Gunn, Shelly R, Gunn, G Gibson, Mueller, Francis W · The American journal of case reports · 2016 · DOI
Quick Summary
This case report describes one 25-year-old man who had both severe inflammatory bowel disease and chronic fatigue syndrome that improved dramatically after identifying and removing mold exposure from his home, receiving a hormone replacement therapy (VIP), and doing stress-reduction exercises. The patient's genetic makeup made him more susceptible to problems when exposed to toxic mold, and treating the underlying immune disturbance resolved his symptoms without medication.
Why It Matters
This case suggests that in genetically susceptible individuals, ME/CFS symptoms may overlap with or arise from biotoxin-related immune dysregulation, opening an alternative investigative pathway for a subset of patients.

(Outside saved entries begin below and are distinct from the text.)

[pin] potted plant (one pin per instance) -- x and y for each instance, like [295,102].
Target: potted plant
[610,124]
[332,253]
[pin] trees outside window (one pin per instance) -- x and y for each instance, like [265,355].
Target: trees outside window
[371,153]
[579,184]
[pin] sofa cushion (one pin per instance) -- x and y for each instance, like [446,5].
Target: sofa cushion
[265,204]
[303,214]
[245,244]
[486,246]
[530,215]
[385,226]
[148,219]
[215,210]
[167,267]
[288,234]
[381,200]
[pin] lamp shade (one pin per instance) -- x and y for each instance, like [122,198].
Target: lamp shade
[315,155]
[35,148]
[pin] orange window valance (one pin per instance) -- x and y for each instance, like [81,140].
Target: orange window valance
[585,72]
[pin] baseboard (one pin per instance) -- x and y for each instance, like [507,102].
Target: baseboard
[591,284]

The potential reversibility of severe symptoms highlights the importance of considering environmental and immune biomarker assessment in refractory cases, even when standard autoimmune workups are negative.
Observed Findings
- Positive urine mycotoxin panel (trichothecene group) and identification of Stachybotrys chartarum in home air filters
- Multisusceptible HLA-DR/DQ haplotype and elevated serum TGF-beta with clinically undetectable VIP levels
- Negative autoimmune disease biomarkers despite severe symptoms of ulcerative colitis and chronic fatigue
- Complete symptom resolution following mold remediation, VIP replacement therapy, dental extractions, and stress-reduction program
- Return to work and normal exercise without medications
Inferred Conclusions
- Biotoxin exposure in genetically susceptible (HLA-DR/DQ) individuals may trigger chronic immune dysregulation consistent with CIRS pathophysiology
- CIRS biomarkers (elevated TGF-beta, suppressed VIP) may identify a treatable underlying etiology in a subset of patients with RUC and CFS
- Multidimensional treatment addressing biotoxin elimination, immune modulation, and stress response may resolve refractory symptoms in susceptible individuals
Remaining Questions
- How common is biotoxin exposure and CIRS-pattern immune dysregulation among the broader ME/CFS patient population?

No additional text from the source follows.